Science fiction has a long history of extrapolating from current societal trends and examining how those trends may play out in the future. Unless the author of a political or espionage thriller creates purely fictional political and national forces like Amish terrorists or compassionate Republicans, they have to present real life political groups, cultures, and people of different ethnicities interacting -- either competing or cooperating. Whether the writer perpetuates myths or presents unpopular truths or creates a whole new set of fables about these groups and individuals, what she writes will become part of her readers' perceptions and may influence their attitudes.

Even if her soul purpose was to entertain.

Lynn Emery said...

Sometimes readers assume an author has an agenda. Most of the time I don't intend to do anything but tell a story about a set of people facing extraordinary events. My beliefs bleed into the story, but I don't have any interest in convincing anyone of what they may THINK is my "agenda". My main purpose, to get them to turn the pages and then go look for my other books!


Mostly novels that have a purpose fall flat with me, even if I agree with some of the beliefs.

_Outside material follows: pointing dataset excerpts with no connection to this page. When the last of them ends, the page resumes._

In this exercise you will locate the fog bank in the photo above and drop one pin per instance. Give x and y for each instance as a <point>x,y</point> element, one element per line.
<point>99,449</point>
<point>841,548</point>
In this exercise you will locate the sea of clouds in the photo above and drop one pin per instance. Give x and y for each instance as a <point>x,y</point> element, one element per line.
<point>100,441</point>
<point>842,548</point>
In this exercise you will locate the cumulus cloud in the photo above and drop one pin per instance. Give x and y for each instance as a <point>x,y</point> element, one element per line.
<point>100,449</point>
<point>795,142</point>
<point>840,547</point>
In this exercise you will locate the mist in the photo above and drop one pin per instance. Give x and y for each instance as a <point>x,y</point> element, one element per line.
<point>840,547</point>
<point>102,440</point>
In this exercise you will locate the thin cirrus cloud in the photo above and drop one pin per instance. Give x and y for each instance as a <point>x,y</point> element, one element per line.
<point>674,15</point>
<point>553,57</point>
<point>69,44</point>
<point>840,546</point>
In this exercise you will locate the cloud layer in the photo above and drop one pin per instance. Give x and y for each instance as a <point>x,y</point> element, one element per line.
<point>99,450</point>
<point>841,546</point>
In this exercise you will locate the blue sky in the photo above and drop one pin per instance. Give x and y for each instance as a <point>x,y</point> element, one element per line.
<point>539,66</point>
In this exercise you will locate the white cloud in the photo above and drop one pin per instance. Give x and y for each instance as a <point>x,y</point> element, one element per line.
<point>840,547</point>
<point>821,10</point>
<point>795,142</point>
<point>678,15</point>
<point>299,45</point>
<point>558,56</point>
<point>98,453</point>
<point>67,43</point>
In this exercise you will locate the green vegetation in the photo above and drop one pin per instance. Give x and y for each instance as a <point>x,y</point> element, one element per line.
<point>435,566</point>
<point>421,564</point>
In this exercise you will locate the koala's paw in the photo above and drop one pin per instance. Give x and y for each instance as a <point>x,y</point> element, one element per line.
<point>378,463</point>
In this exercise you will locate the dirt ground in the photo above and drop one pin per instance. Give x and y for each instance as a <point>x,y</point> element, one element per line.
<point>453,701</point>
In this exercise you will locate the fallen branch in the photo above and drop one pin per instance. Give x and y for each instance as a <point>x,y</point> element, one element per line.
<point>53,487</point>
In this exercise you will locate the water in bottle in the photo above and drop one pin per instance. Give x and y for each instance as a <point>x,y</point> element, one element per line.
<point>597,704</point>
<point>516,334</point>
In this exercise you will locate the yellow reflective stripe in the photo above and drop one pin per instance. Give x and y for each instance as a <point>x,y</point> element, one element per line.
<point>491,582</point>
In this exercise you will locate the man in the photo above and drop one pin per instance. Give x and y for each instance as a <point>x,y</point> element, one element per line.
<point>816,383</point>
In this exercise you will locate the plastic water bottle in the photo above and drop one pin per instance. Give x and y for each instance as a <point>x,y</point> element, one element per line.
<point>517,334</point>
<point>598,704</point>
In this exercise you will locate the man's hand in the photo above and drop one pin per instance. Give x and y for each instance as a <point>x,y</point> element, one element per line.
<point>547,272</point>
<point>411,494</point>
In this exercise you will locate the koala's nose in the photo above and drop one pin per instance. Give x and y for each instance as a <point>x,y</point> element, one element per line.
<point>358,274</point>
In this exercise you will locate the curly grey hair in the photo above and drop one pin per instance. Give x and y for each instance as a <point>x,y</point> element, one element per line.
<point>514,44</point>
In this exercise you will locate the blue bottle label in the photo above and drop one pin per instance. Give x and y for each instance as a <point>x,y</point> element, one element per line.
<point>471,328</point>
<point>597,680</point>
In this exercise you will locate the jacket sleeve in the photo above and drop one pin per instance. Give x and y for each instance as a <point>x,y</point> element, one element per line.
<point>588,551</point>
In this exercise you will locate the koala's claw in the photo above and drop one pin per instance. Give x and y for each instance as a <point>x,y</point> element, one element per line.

I'll still find myself think, "Yeah, but on the other hand..." I think I'm rebellious that way.

Charles Gramlich said...

Good question, tough to answer. I can imagine writers having different goals for different works. I personally prefer to "read" books that are written for entertainment, and if I learn some things along with it that is nice. I don't often find other people's 'opinions" to be that compelling when presented in fictional form.

Jewel Amethyst said...

I've read a few novels that present a point of view by having the main character go through the experience as part of the plot (or the main plot). The are not preachy and are quite entertaining, but they oftentimes leave you thinking differently about the subject/topic/ideology/debate.

Jewel Amethyst said...

G, purpose driven novels don't have to spell out the purpose. Sometimes they can be very entertaining. It's like sitcoms that present a viewpoint. Many do so in such a funny way that we don't realize there is a strong underlying message until it is over.

Kevin, those examples you gave beat you over the head with the doctrine. There are others where the purpose/ideology is subtly addressed through the experiences of the characters.

Charles, like Lynn suggested, even books written for entertainment only refect certain beliefs of the author though not explicitly.

Carol Mitchell said...

We have focused on the author trying to pass on a viewpoint or ideology. I agree that such efforts may be best left to non-fiction and biographies.

I tend to choose books (like mine) that have some basis in geographic or political reality so that I learn a bit about a new place or era while being entertained. In this case, the author may not be going out to teach something, as Lynn pointed out, but the reader gains a little information on the side. I think that books that give information as an integral part of the story can be well-received and serve a secondary purpose.

Shauna Roberts said...

Nice post, Jewel, and many interesting comments. I'll be presenting a different opinion in my theme post on the 21st.

Liane Spicer said...

I'm convinced that every novel has an agenda, whether it's explicit or implicit. My first romance novel was a love story as well as a celebration of the physical beauty of my island. In another I touch on issues like sexual harassment in the workplace. So I have no problem with agendas, once they don't get in the way of telling a great story.

I disagree with Kevin. I don't endorse Ayn Rand's philosophies but I still think The Fountainhead was terrific. Why? Even if you'd never heard of Objectivism (which I hadn't when I read it the first time) it's still a great story!